25 January continued
Mount Ice View Lodge & Restaurant
Took a warm shower, but not in my bathroom, for which I paid an extra rs. 175. When I came down for dinner for warmth; what appeared to be an extended family had congregated there. I immediately felt uncomfortable and left. Settled in to the dining area of a large room, which had a large table with a heater under it, for appetizers and rakshi. Lal assured me that the meat with cooked onions appetizer was really yak, because it is against the beliefs of the Thakali people who live in Larjung to eat buffalo. Also had a plate of small sliced onions and veg pakoda.
In the area adjacent to the dining table was a TV watching alcove partitioned off by low couches at right angles.
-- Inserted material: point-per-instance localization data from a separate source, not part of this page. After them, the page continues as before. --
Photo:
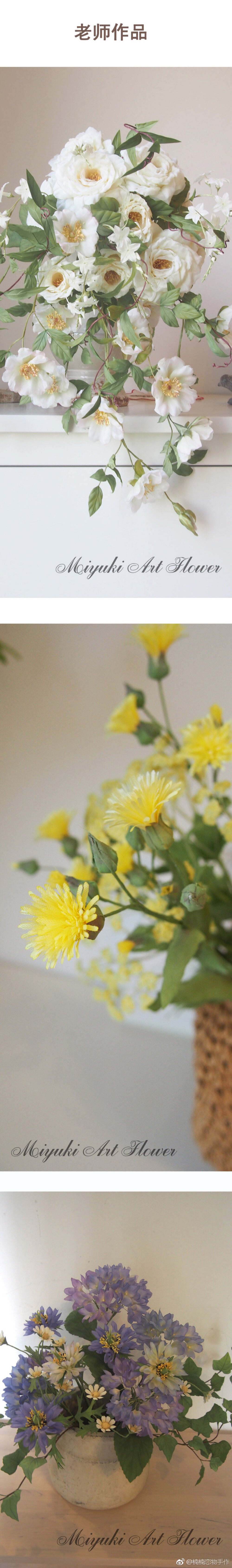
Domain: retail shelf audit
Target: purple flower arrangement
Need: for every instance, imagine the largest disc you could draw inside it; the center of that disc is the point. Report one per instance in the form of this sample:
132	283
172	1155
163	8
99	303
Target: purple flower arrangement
129	1379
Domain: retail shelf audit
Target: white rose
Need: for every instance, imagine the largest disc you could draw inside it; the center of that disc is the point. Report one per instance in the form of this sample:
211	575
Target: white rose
104	426
57	388
171	259
76	230
57	319
148	488
195	437
26	372
173	388
161	178
134	209
57	281
140	327
87	168
107	274
23	190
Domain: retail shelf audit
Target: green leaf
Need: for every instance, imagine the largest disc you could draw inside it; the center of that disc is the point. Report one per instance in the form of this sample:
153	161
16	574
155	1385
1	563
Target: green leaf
79	1326
132	1453
167	1445
29	866
95	499
106	860
128	330
201	1475
219	1454
183	948
204	987
195	1379
10	1506
195	896
225	1365
29	1465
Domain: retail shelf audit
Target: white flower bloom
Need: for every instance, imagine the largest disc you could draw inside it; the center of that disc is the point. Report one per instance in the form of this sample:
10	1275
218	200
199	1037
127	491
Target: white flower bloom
173	388
222	209
87	167
57	319
107	274
95	1392
106	1424
76	230
162	1368
57	388
197	212
26	372
195	437
126	244
148	488
23	190
140	327
161	178
55	280
171	259
135	209
104	426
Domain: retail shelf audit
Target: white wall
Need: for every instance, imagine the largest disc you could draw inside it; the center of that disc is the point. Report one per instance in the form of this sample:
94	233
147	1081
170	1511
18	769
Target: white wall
55	703
178	1242
42	109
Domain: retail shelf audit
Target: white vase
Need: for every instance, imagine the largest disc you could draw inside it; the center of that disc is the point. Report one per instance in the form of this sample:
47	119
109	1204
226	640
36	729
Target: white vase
92	1475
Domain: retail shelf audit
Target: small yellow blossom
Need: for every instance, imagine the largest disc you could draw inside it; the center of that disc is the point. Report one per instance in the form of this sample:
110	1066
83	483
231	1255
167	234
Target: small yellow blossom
125	719
158	639
228	832
206	742
142	805
212	811
59	923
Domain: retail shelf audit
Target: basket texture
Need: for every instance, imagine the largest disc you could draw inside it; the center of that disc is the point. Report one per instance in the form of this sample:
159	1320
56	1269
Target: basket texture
212	1116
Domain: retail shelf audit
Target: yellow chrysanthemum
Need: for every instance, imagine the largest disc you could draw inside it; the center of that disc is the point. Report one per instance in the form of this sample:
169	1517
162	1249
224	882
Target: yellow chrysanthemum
55	827
142	805
158	639
208	742
228	832
212	811
59	923
126	719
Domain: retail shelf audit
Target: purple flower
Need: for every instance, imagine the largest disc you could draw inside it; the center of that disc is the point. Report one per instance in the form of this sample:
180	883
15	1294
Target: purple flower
110	1288
112	1341
45	1319
40	1423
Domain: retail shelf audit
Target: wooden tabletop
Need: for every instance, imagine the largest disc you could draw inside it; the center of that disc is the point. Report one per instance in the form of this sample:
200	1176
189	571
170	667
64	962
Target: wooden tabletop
171	1522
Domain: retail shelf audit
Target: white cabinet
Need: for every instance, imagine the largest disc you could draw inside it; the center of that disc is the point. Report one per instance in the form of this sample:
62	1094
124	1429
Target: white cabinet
52	546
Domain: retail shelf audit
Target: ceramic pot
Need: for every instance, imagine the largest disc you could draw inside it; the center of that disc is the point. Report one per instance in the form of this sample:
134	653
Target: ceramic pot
212	1116
92	1476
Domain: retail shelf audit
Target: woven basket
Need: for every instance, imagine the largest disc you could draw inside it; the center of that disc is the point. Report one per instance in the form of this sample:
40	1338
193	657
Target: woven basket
212	1116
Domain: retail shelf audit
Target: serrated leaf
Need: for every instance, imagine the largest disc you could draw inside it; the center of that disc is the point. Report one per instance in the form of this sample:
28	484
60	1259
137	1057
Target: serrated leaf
95	501
79	1326
183	948
132	1453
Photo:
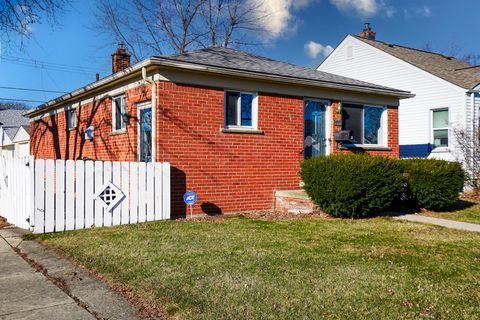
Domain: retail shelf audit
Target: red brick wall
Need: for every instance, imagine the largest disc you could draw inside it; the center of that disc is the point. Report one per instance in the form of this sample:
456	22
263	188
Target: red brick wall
50	138
229	171
391	151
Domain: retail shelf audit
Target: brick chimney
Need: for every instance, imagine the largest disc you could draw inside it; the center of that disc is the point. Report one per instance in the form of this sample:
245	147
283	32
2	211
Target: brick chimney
367	32
120	59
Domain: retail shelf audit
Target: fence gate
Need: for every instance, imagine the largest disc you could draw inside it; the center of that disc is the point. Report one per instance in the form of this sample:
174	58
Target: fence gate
16	191
71	195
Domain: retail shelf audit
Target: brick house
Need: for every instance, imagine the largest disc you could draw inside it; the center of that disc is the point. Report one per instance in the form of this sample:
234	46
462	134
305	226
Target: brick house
234	126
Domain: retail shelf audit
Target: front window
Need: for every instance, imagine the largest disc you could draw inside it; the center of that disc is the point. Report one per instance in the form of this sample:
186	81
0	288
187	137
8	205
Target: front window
71	119
440	128
240	110
367	123
119	113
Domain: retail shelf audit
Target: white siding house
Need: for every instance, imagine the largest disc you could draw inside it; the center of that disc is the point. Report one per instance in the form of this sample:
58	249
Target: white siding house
14	133
446	93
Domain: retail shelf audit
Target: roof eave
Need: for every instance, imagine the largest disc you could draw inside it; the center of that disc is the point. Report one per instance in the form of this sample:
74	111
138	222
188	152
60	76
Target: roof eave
86	89
157	61
264	76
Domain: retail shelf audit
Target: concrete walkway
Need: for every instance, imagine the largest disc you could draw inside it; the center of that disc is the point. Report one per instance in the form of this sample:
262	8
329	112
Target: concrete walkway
35	283
440	222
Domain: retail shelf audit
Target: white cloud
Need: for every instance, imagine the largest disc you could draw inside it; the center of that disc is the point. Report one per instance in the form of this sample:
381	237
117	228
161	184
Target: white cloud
314	49
364	8
277	16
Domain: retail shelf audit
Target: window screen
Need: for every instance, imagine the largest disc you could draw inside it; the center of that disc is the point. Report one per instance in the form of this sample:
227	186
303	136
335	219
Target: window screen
352	120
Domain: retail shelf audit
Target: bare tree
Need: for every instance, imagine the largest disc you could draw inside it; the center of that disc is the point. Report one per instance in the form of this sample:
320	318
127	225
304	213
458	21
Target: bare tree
18	16
174	26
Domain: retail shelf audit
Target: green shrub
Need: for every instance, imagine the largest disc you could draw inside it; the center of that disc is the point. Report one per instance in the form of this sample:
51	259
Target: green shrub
352	186
432	184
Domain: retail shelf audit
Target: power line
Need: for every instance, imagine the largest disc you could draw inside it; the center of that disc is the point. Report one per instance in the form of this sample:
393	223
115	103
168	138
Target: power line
29	89
22	100
47	65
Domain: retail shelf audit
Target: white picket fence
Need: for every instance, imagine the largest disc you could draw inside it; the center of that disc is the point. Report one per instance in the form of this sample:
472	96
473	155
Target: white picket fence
16	197
61	195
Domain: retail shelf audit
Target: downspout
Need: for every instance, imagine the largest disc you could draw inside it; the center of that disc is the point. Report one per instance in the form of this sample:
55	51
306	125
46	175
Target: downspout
154	112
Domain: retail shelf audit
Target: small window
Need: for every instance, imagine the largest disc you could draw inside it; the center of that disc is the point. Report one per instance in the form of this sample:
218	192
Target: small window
240	110
366	123
71	119
119	113
440	128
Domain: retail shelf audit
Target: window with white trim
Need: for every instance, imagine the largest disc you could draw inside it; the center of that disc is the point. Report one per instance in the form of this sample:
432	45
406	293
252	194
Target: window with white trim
367	124
240	110
119	113
71	119
440	128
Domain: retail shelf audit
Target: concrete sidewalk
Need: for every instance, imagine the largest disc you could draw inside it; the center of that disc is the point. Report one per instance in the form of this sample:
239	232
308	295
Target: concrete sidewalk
440	222
35	283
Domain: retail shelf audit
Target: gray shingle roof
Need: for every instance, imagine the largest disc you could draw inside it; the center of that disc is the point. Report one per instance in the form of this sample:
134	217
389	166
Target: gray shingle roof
239	60
450	69
11	120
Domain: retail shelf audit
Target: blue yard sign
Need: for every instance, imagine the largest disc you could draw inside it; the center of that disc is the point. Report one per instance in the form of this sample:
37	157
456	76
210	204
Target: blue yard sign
190	197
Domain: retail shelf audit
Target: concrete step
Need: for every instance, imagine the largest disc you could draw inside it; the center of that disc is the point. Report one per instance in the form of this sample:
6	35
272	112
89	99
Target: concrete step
294	202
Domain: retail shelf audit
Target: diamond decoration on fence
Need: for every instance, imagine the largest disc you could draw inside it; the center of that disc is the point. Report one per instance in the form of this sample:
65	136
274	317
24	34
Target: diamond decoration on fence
109	196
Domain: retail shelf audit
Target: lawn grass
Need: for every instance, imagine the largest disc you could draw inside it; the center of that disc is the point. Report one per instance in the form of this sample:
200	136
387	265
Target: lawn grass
464	210
239	268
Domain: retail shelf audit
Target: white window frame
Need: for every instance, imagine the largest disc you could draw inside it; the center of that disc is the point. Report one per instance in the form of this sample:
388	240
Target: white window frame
140	107
114	113
68	114
383	137
328	122
432	136
254	125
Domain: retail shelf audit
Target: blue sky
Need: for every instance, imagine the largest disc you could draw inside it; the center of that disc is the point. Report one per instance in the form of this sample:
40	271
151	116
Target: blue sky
67	56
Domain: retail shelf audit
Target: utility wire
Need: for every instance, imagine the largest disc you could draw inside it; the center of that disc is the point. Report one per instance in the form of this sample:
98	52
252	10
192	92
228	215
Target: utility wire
47	65
29	89
22	100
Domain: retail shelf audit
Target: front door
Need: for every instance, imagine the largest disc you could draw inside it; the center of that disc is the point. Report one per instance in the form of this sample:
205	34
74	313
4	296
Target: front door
145	148
315	142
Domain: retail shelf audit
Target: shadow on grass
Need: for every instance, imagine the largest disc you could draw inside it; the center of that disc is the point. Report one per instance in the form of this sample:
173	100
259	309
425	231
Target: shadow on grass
458	206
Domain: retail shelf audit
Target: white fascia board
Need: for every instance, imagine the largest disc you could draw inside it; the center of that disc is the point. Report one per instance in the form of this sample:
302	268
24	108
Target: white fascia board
279	78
A man who I mistook as the owner was watching Just For Laughs, a show sort of like Candid Camera. An old crone was walking around carrying a 17 month old on her shoulder blades, using a blanket to hold him on. From time to time she would feed him, or briefly burst into babbling. Other family members would use hand gestures to herd her around.
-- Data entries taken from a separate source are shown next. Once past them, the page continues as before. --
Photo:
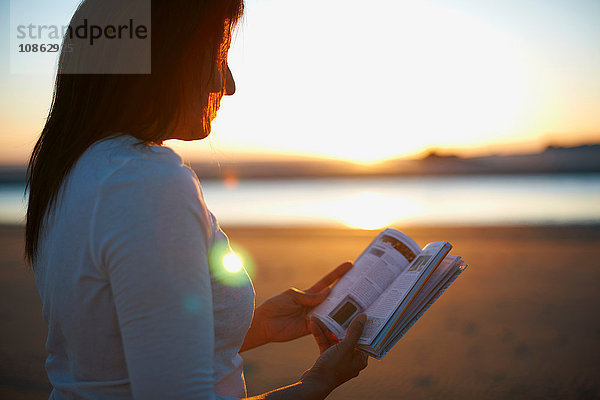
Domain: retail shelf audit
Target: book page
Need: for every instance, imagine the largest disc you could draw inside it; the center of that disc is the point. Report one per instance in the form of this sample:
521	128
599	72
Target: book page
387	257
387	303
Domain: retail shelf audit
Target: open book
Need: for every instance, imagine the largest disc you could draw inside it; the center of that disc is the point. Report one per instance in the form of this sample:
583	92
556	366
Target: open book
393	282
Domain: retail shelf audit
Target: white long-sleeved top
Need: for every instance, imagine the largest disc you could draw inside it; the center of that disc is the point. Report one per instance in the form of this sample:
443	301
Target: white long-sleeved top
133	305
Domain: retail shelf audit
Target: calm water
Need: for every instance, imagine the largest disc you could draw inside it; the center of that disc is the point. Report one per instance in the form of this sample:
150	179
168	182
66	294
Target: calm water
374	203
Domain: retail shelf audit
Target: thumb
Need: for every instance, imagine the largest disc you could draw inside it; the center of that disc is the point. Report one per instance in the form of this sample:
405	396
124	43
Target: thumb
354	331
310	299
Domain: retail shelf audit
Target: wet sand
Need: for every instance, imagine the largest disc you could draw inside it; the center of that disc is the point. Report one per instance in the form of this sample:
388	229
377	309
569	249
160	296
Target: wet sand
521	322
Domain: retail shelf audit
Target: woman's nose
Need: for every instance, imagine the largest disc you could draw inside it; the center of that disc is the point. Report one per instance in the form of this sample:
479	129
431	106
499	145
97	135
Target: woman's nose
229	83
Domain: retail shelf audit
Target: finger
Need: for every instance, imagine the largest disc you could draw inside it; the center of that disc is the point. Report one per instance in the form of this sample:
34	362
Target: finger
330	336
354	331
323	340
310	299
331	277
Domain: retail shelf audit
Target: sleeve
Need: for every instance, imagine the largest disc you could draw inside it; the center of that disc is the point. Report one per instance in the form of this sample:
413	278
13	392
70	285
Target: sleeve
152	238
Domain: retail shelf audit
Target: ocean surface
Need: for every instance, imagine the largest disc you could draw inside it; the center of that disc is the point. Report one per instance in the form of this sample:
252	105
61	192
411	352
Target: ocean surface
377	202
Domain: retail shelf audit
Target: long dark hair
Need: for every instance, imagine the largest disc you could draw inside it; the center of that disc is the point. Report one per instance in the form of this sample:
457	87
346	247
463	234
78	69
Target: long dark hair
89	107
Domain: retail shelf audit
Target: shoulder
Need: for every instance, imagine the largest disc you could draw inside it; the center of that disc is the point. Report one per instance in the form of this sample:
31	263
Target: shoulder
123	163
150	186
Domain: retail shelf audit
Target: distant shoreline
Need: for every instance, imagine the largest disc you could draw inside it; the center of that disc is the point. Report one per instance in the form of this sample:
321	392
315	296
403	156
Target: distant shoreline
554	160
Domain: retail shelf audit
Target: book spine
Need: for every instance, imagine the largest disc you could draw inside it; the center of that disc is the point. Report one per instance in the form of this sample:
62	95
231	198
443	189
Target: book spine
399	336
The two cups of rakshi put me in the mood to watch TV also, so I sat on the couch at right angles to the one the man was sitting on. A small cylindrical charcoal heater had been placed in the alcove for warmth. The man was a practitioner of Bon, the pre-Buddhist religion of Nepal that worships spirits, nature. He had been taught by strict Jesuits at a boarding school in Kathmandu, and now works in the construction business. He was in Larjung for the ancestor-worshipping aspect of his religion. His family, clan, has a shrine. When a member of the family dies, after cremation a piece of bone has to return to the shrine and be put in a mausoleum or vault. As generations pass, the shrine and mausoleums become full. When that happens, different branches of the family have to build new shrines. He was in Larjung on behalf of his family to oversee the building of a new shrine; he had been staying at the Mount Ice View Lodge for two weeks, and would stay another two weeks. When it is done, a shaman will perform a ceremony. His brother, who works in the animation field in California and lives a simple lifestyle with no furniture except a bed and computer table, will participate in the ceremony, as will an uncle from England.